What is your vision for the future of Ripsaw?

My vision for the future of this company is to continue to educate about the importance of financial literacy through our platform. For too long, wealth managers have been able to charge high fees because of the informational advantage they hold over their clients. Access to wealth management resources has always been exclusive. Our team is of the belief that financial management belongs to everyone – as a life skill – and our users have been able to experience the value in independently controlling their wealth picture in a way that benefits them the most. We hope to to leverage the success we are currently having and continue to demonstrate that managing your finances isn’t just for those who can afford a traditional wealth advisor.

What’s your advice for the businesses that are trying to adapt to this economic climate?

Flexibility! Every business has unique issues based on the combination of employee talent and required development, production process, marketing and vision. Business has always had to deal with monitoring employee productivity. For those employees that can work independently from home, employers will have to monitor and reward output rather than inputs. There are enormous productivity and cost savings benefits to eliminate commuting and reducing office space. Other employees that need to be more collaborative will be in offices. It is the face-to-face deliberative process that finds a solution that no one had going in. Employee compensation packages should be more tailored to the individual employee-employer relationship and requirements. If done right, the profitability and standard of living for all parties can be enhanced.

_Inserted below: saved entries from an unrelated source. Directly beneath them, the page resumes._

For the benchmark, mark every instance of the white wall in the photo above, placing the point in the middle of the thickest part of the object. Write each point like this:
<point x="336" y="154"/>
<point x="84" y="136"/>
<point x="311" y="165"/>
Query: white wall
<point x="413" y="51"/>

Please name a few technologies which have the greatest impact on your business.

Cloud technology, API (application programming interface), open-source code and some innovative financial modeling.

What books do you have on your nightstand?

Capitalism and Freedom by Milton Friedman and Free to Choose by Milton and Rose Friedman are a few books I like to keep close that have inspired me…

It is easy to understand the intended effects of various actions and policies. I is frequently not easy to understand the unintended consequences of those actions and policies. Central planners think only in terms of intended consequences and do not trust free markets for solutions. Milton Friedman provides a logical framework for understanding the unintended consequences and offers the more efficient solutions to society’s problems. It is also clear that capitalism is the only economic system for allocating resources that is consistent with personal freedom. I like to think of competitive forces that can be the checks and balances to inequities in society. A clear example is the public education system in our large cities. They have monopoly power. The children, their parents, and taxpayers are the consumers, but have little choice. A world with education vouchers to use for any school would create competition for students among schools. In order to compete, the quality of education in all schools would improve. This is especially important since the structure of education was set long ago for the industrial revolution.

We now need a structure for the information revolution. Competitive forces will get us there much sooner.

Because of the current economic climate our publication has started a series of discussions with professional individuals meant to engage our readers with relevant companies and their representatives in order to discuss their involvement, what challenges they have had in the past and what they are looking forward to in the future. This sequence aims to present a series of experiences, recent developments, changes and downsides in terms of their business areas, as well as their goals, values, career history, the high-impact success outcomes and achievements.